Как мог, Саня успокаивал Климова, говорил — потерпи, старик, не может того быть, чтобы мы их не «разложили», вода, знаешь, камень точит…

И ушел Климов от Сани, сделав вид, что успокоился, а на самом деле с твердым намерением предъявить Лине ультиматум. Но Сане про этот ультиматум почему-то говорить не стал. Впервые за все время их совместной «стратегии» Климов скрыл от друга свои намерения…

А Саня был очень озадачен усталым видом и плохим настроением Климова. И, оставшись один, Саня взволнованно ходил по своему кабинету, останавливался у окна, рассеянно смотрел на непрерывно текущую реку транспорта на проспекте и думал, думал, думал. Климова, думал он, по-человечески понять можно. В самом деле, парень полюбил, может быть, впервые в жизни по-настоящему, серьезно, готов стать мужем и отцом. И девушка его вроде бы любит. Казалось бы — дай бог, как говорится, счастливого союза двум молодым любящим людям!.. И вдруг в эти извечные и естественные отношения и чувства вторгается нечто противоестественное, выморочное, чуждое здоровому нормальному человеку. Вторгается и лезет в самую, так сказать, душу этих естественных отношений, в самую их суть. Лезет грубо, напролом, меняй, дескать, свои убеждения, тогда получишь свою любимую. А ведь любовь — это как нежный, хрупкий, легко ранимый цветок. Сломать, раздавить, растоптать его ох как просто… Вырасти этому чувству трудно, а сгинуть просто…
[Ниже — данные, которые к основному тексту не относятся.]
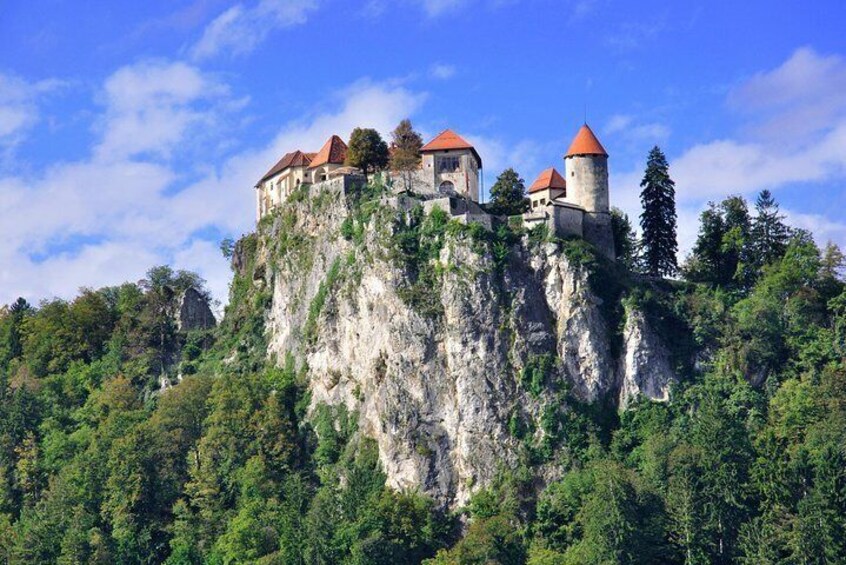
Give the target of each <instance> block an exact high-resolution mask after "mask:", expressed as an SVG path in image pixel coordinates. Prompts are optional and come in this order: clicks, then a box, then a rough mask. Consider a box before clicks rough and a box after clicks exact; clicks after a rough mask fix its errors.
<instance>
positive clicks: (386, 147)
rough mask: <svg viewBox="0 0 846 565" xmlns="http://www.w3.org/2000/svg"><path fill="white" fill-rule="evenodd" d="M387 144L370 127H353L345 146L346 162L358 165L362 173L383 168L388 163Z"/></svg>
mask: <svg viewBox="0 0 846 565" xmlns="http://www.w3.org/2000/svg"><path fill="white" fill-rule="evenodd" d="M388 158H389V153H388V144H387V143H385V141H384V140H383V139H382V136H381V135H379V132H378V131H376V130H375V129H371V128H355V129H354V130H353V132H352V135H350V144H349V146H348V147H347V160H346V164H347V165H349V166H351V167H358V168H359V169H361V170H362V172H364V174H367V173H371V172H375V171H378V170H381V169H384V168H385V167H386V166H387V165H388Z"/></svg>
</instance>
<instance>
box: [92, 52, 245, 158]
mask: <svg viewBox="0 0 846 565" xmlns="http://www.w3.org/2000/svg"><path fill="white" fill-rule="evenodd" d="M104 92H105V102H106V107H107V111H106V113H105V115H104V116H103V118H102V120H101V129H102V140H101V142H100V144H99V145H98V147H97V148H96V150H95V151H96V154H97V157H98V158H100V159H111V160H119V159H122V158H126V157H132V156H135V155H139V154H142V153H153V154H155V155H157V156H160V157H167V156H169V155H170V153H171V151H172V150H173V149H174V148H175V147H176V146H178V145H179V144H180V143H181V142H182V141H183V140H184V138H185V136H186V134H187V133H188V132H189V130H191V129H192V128H195V127H196V126H201V125H202V126H205V127H206V128H208V126H209V125H211V123H212V122H213V121H214V119H215V116H216V115H219V114H220V108H219V107H214V103H215V102H219V101H221V100H223V99H224V98H225V97H226V96H227V95H228V89H227V88H226V87H225V86H224V85H221V84H219V83H217V82H216V81H214V80H213V79H211V78H210V77H208V76H206V75H204V74H203V73H202V72H201V71H200V70H199V69H197V68H196V67H192V66H190V65H187V64H185V63H182V62H175V63H170V62H164V61H159V62H143V63H139V64H136V65H132V66H128V67H124V68H122V69H120V70H118V71H117V72H116V73H114V74H113V75H112V76H111V77H109V79H108V80H107V81H106V84H105V87H104Z"/></svg>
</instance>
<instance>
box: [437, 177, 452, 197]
mask: <svg viewBox="0 0 846 565" xmlns="http://www.w3.org/2000/svg"><path fill="white" fill-rule="evenodd" d="M438 192H440V193H441V194H455V185H454V184H452V183H451V182H450V181H448V180H445V181H444V182H442V183H441V186H439V187H438Z"/></svg>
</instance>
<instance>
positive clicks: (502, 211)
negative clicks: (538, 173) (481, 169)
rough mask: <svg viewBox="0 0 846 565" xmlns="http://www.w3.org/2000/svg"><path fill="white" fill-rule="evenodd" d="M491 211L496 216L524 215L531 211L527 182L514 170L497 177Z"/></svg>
mask: <svg viewBox="0 0 846 565" xmlns="http://www.w3.org/2000/svg"><path fill="white" fill-rule="evenodd" d="M490 209H491V211H492V212H493V213H494V214H503V215H508V216H511V215H514V214H522V213H523V212H525V211H526V210H528V209H529V202H528V199H527V198H526V182H525V181H524V180H523V179H522V178H520V174H519V173H518V172H517V171H515V170H514V169H512V168H508V169H505V170H504V171H502V173H501V174H500V175H499V176H498V177H496V182H495V183H494V185H493V186H492V187H491V202H490Z"/></svg>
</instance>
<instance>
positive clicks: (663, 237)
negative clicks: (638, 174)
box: [640, 146, 678, 277]
mask: <svg viewBox="0 0 846 565" xmlns="http://www.w3.org/2000/svg"><path fill="white" fill-rule="evenodd" d="M640 186H641V187H642V188H643V191H642V192H641V193H640V202H641V204H642V205H643V213H642V214H641V216H640V227H641V231H642V232H643V252H644V263H645V267H646V272H647V273H648V274H650V275H652V276H656V277H657V276H668V275H673V274H675V273H676V270H677V269H678V265H677V263H676V252H677V251H678V242H677V241H676V189H675V183H674V182H673V179H671V178H670V173H669V165H668V164H667V158H666V157H665V156H664V153H663V152H662V151H661V149H659V148H658V146H655V147H653V148H652V150H651V151H650V152H649V158H648V160H647V164H646V173H645V174H644V176H643V180H642V181H641V182H640Z"/></svg>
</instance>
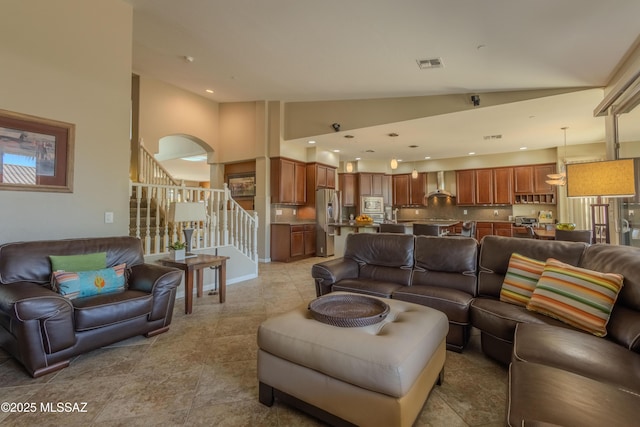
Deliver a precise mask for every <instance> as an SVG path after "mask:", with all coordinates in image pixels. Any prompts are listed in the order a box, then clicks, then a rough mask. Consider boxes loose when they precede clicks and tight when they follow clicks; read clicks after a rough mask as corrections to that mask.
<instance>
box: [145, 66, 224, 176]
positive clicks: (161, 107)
mask: <svg viewBox="0 0 640 427" xmlns="http://www.w3.org/2000/svg"><path fill="white" fill-rule="evenodd" d="M218 111H219V108H218V103H217V102H214V101H210V100H208V99H207V98H205V97H203V96H198V95H196V94H194V93H191V92H187V91H185V90H182V89H179V88H178V87H176V86H173V85H170V84H167V83H164V82H161V81H159V80H155V79H152V78H149V77H145V76H140V130H139V136H140V138H141V139H142V141H143V143H144V146H145V147H147V148H148V149H149V150H150V151H151V152H152V153H157V152H158V143H159V141H160V138H162V137H165V136H169V135H191V136H194V137H196V138H198V139H200V140H201V141H203V142H204V143H206V144H207V145H208V146H209V150H207V151H213V152H214V154H213V156H210V157H209V161H210V162H211V161H214V162H215V163H218V162H220V151H221V150H220V143H219V140H218V133H219V125H218Z"/></svg>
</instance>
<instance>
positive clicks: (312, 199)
mask: <svg viewBox="0 0 640 427" xmlns="http://www.w3.org/2000/svg"><path fill="white" fill-rule="evenodd" d="M306 168H307V185H306V186H307V204H308V205H311V206H313V205H315V203H316V190H318V189H320V188H331V189H334V188H336V169H335V168H334V167H332V166H327V165H323V164H321V163H307V165H306Z"/></svg>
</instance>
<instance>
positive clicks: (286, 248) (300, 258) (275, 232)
mask: <svg viewBox="0 0 640 427" xmlns="http://www.w3.org/2000/svg"><path fill="white" fill-rule="evenodd" d="M315 227H316V226H315V224H271V260H272V261H276V262H289V261H293V260H296V259H301V258H305V257H308V256H313V255H315V253H316V229H315Z"/></svg>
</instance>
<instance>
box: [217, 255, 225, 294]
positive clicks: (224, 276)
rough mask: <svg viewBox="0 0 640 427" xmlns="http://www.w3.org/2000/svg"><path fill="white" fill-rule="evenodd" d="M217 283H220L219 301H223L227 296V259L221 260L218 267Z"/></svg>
mask: <svg viewBox="0 0 640 427" xmlns="http://www.w3.org/2000/svg"><path fill="white" fill-rule="evenodd" d="M218 279H219V280H218V283H220V303H223V302H224V300H225V298H226V296H227V260H224V259H223V260H222V262H221V263H220V268H218Z"/></svg>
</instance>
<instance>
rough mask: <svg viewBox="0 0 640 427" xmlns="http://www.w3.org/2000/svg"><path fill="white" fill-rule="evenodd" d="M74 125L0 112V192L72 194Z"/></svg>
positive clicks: (2, 110) (0, 111)
mask: <svg viewBox="0 0 640 427" xmlns="http://www.w3.org/2000/svg"><path fill="white" fill-rule="evenodd" d="M74 142H75V125H74V124H71V123H65V122H61V121H57V120H52V119H45V118H42V117H36V116H31V115H28V114H22V113H16V112H13V111H7V110H0V190H17V191H48V192H64V193H71V192H73V152H74Z"/></svg>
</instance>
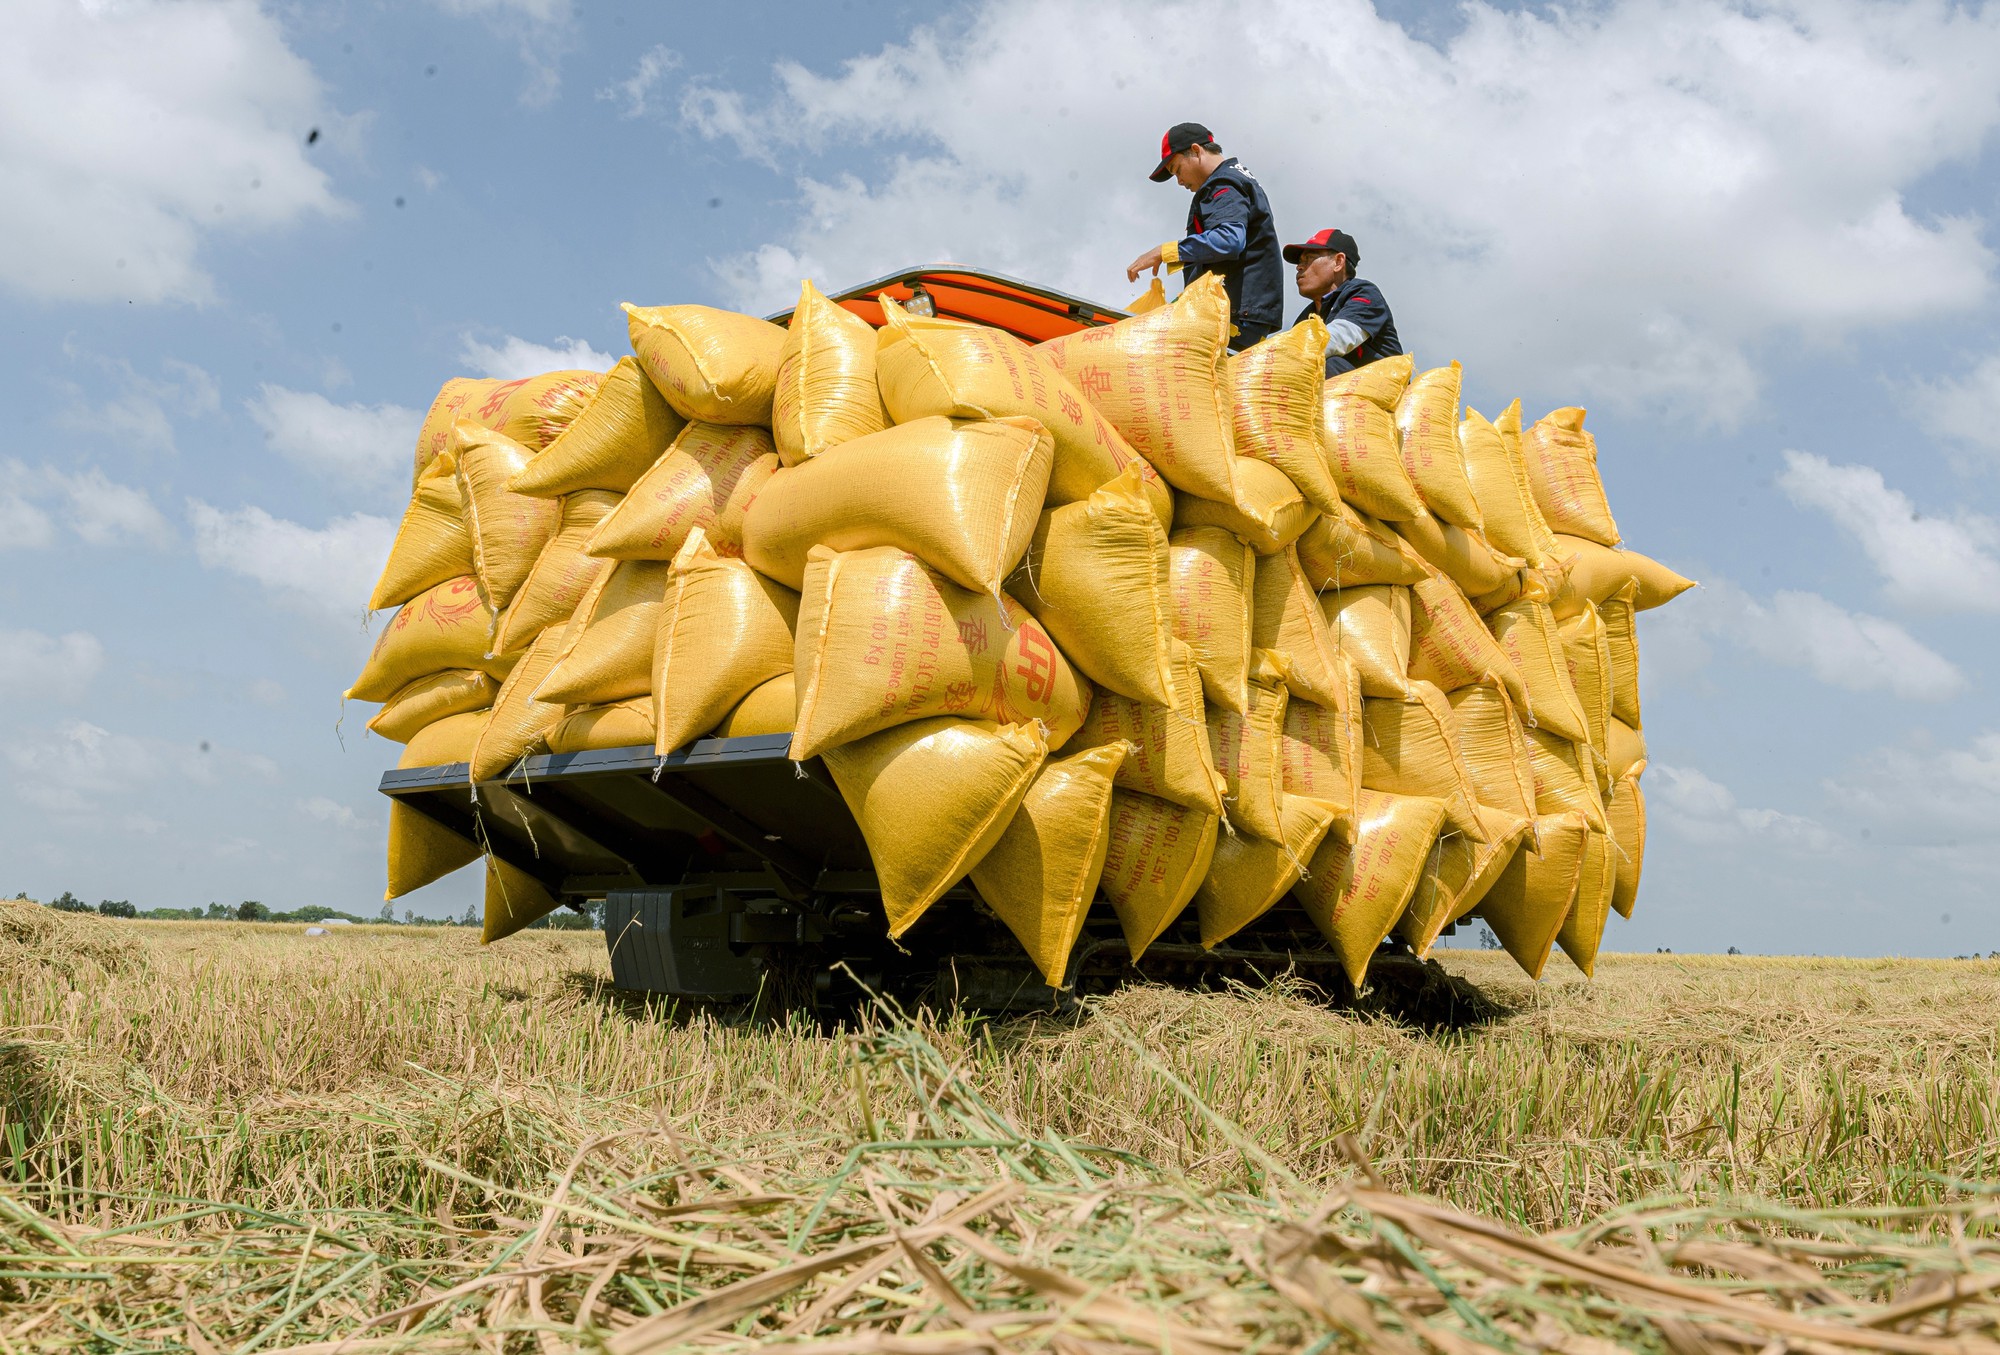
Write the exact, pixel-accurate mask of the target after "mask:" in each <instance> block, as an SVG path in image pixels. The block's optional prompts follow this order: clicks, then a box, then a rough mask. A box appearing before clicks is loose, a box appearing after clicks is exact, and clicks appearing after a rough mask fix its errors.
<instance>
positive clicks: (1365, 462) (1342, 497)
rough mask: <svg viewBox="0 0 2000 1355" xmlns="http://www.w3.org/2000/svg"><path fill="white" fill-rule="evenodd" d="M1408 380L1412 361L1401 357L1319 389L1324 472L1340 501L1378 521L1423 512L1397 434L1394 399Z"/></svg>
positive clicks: (1332, 380) (1394, 403) (1395, 415)
mask: <svg viewBox="0 0 2000 1355" xmlns="http://www.w3.org/2000/svg"><path fill="white" fill-rule="evenodd" d="M1408 380H1410V356H1408V354H1402V356H1398V358H1382V360H1380V362H1370V364H1366V366H1360V368H1354V372H1344V374H1340V376H1336V378H1332V380H1328V382H1326V386H1324V388H1322V390H1324V392H1326V396H1324V398H1326V410H1324V420H1326V470H1328V472H1330V474H1332V478H1334V484H1336V486H1338V488H1340V498H1344V500H1346V502H1348V504H1352V506H1354V508H1358V510H1360V512H1364V514H1368V516H1370V518H1380V520H1382V522H1402V520H1404V518H1416V516H1418V514H1422V512H1424V498H1422V496H1420V494H1418V492H1416V484H1414V482H1412V480H1410V472H1408V470H1406V468H1404V464H1402V448H1400V442H1398V434H1396V400H1398V396H1402V390H1404V382H1408ZM1384 396H1386V400H1384Z"/></svg>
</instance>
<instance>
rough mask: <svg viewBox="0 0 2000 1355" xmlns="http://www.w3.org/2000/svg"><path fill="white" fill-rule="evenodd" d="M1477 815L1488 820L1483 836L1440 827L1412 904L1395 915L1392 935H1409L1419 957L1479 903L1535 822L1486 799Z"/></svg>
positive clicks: (1483, 818) (1414, 948) (1405, 936)
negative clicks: (1508, 812)
mask: <svg viewBox="0 0 2000 1355" xmlns="http://www.w3.org/2000/svg"><path fill="white" fill-rule="evenodd" d="M1480 821H1482V823H1484V825H1486V841H1472V839H1470V837H1466V835H1464V833H1444V835H1440V837H1438V841H1436V843H1432V847H1430V861H1428V863H1426V865H1424V877H1422V879H1418V881H1416V891H1414V893H1412V895H1410V907H1406V909H1404V911H1402V917H1398V919H1396V935H1400V937H1402V939H1404V941H1408V945H1410V949H1412V951H1416V955H1418V959H1428V957H1430V947H1432V945H1436V943H1438V933H1440V931H1444V927H1446V923H1452V921H1456V919H1458V917H1464V915H1466V913H1470V911H1472V909H1474V907H1478V903H1480V899H1484V897H1486V891H1488V889H1492V885H1494V881H1496V879H1500V871H1502V869H1506V863H1508V859H1510V857H1512V855H1514V851H1518V849H1520V845H1522V839H1524V837H1526V835H1528V829H1530V827H1532V825H1534V819H1532V817H1524V815H1514V813H1500V811H1498V809H1488V807H1486V805H1480Z"/></svg>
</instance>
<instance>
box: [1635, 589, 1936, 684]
mask: <svg viewBox="0 0 2000 1355" xmlns="http://www.w3.org/2000/svg"><path fill="white" fill-rule="evenodd" d="M1656 638H1658V640H1660V642H1662V644H1660V646H1654V640H1656ZM1710 638H1716V640H1726V642H1730V644H1734V646H1736V648H1740V650H1746V652H1748V654H1754V656H1758V658H1762V660H1764V662H1768V664H1778V666H1784V668H1802V670H1806V672H1810V674H1812V676H1814V678H1818V679H1820V681H1824V683H1828V685H1834V687H1844V689H1848V691H1888V693H1890V695H1898V697H1904V699H1910V701H1944V699H1950V697H1954V695H1958V693H1962V691H1964V689H1966V676H1964V674H1962V672H1958V666H1954V664H1952V662H1950V660H1946V658H1944V656H1942V654H1938V652H1936V650H1930V648H1928V646H1924V644H1922V642H1920V640H1916V638H1914V636H1912V634H1910V632H1906V630H1904V628H1902V626H1898V624H1896V622H1890V620H1886V618H1880V616H1868V614H1864V612H1848V610H1846V608H1842V606H1838V604H1834V602H1828V600H1826V598H1822V596H1820V594H1804V592H1790V590H1786V592H1778V594H1774V596H1772V598H1770V600H1768V602H1758V600H1756V598H1752V596H1750V594H1746V592H1744V590H1740V588H1736V586H1734V584H1730V582H1728V580H1720V578H1710V580H1708V582H1706V584H1702V588H1700V592H1696V594H1688V596H1684V598H1678V600H1676V602H1674V606H1672V608H1666V612H1664V614H1662V616H1660V620H1656V622H1652V620H1650V622H1648V630H1646V646H1648V660H1650V658H1654V656H1658V654H1660V652H1662V650H1664V654H1666V658H1668V660H1670V664H1672V666H1674V668H1676V670H1692V668H1698V666H1700V664H1706V660H1708V648H1706V642H1708V640H1710Z"/></svg>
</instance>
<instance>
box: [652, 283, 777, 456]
mask: <svg viewBox="0 0 2000 1355" xmlns="http://www.w3.org/2000/svg"><path fill="white" fill-rule="evenodd" d="M622 310H624V314H626V328H628V330H630V334H632V352H634V354H638V360H640V366H642V368H646V376H650V378H652V384H654V386H658V388H660V394H662V396H666V402H668V404H670V406H674V412H676V414H678V416H680V418H686V420H702V422H704V424H764V426H766V428H768V426H770V410H772V400H774V396H776V394H778V358H780V356H782V354H784V330H780V328H778V326H774V324H772V322H768V320H758V318H756V316H740V314H736V312H734V310H714V308H712V306H632V304H624V306H622Z"/></svg>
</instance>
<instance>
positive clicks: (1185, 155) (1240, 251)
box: [1126, 122, 1284, 352]
mask: <svg viewBox="0 0 2000 1355" xmlns="http://www.w3.org/2000/svg"><path fill="white" fill-rule="evenodd" d="M1168 178H1172V180H1176V182H1178V184H1180V186H1182V188H1186V190H1188V192H1192V194H1194V202H1192V204H1190V206H1188V234H1186V236H1184V238H1182V240H1170V242H1166V244H1162V246H1154V248H1152V250H1146V252H1144V254H1140V256H1138V258H1136V260H1132V266H1130V268H1126V280H1128V282H1138V276H1140V274H1142V272H1146V270H1152V272H1160V264H1166V266H1168V268H1170V270H1172V268H1186V270H1188V282H1194V280H1196V278H1200V276H1202V274H1208V272H1214V274H1222V290H1224V292H1228V294H1230V326H1232V328H1234V334H1232V338H1230V348H1232V350H1236V352H1242V350H1244V348H1250V344H1256V342H1258V340H1260V338H1264V336H1268V334H1274V332H1276V330H1278V328H1280V326H1282V324H1284V268H1282V266H1280V264H1278V228H1276V226H1272V220H1270V200H1268V198H1266V196H1264V186H1262V184H1258V182H1256V176H1254V174H1250V170H1246V168H1242V166H1240V164H1236V156H1230V158H1228V160H1224V158H1222V148H1220V146H1216V140H1214V136H1212V134H1210V132H1208V128H1204V126H1202V124H1200V122H1180V124H1176V126H1174V128H1172V130H1168V134H1166V136H1162V138H1160V166H1158V168H1156V170H1154V172H1152V182H1154V184H1164V182H1166V180H1168Z"/></svg>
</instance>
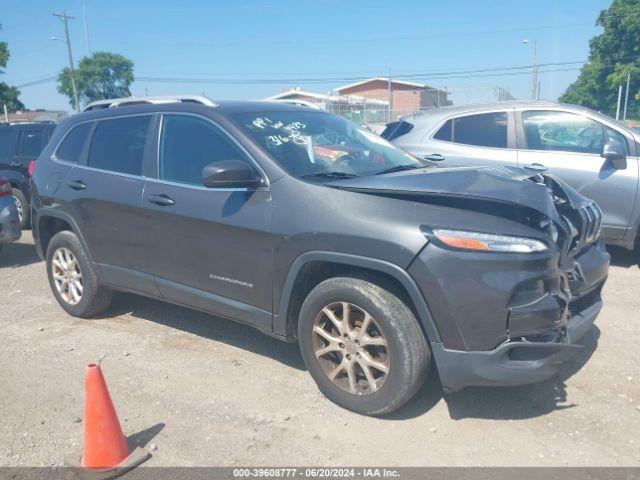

И усталость Климова была понятна Сане. Освоить, переварить в голове такую массу знаний за какие-нибудь три месяца… Тут хоть кто надорвется. Он-то, Саня, усваивал все это годами…

Понимал Саня и папашу с мамашей Зима, хотя и не сердцем, умом только, но понимал. Для них отдать дочку Климову означает потерять для «домашней церкви» не только самое Лину, но и ее будущих детей. Вон скольких «братьев» и «сестер» не досчитаются баптисты в своих рядах!.. А ведь миссионерская обязанность у них — на одном из первых мест. Каждый баптист должен быть миссионером постоянно, везде и всюду должен заботиться о пополнении общины… Потому они и Климова обрабатывают и злятся, что он не поддается, не «впускает в свое сердце бога». Как соблазнительно заполучить его к себе в церковь — и счастье дочери устроили, и детей для церкви сохранили, да еще такого парня видного «возродили». Тем более, что с парнями у них вообще туговато, процентов на восемьдесят, а то и на все девяносто секта состоит из женщин. Так что вполне понятны желания папаши и мамаши…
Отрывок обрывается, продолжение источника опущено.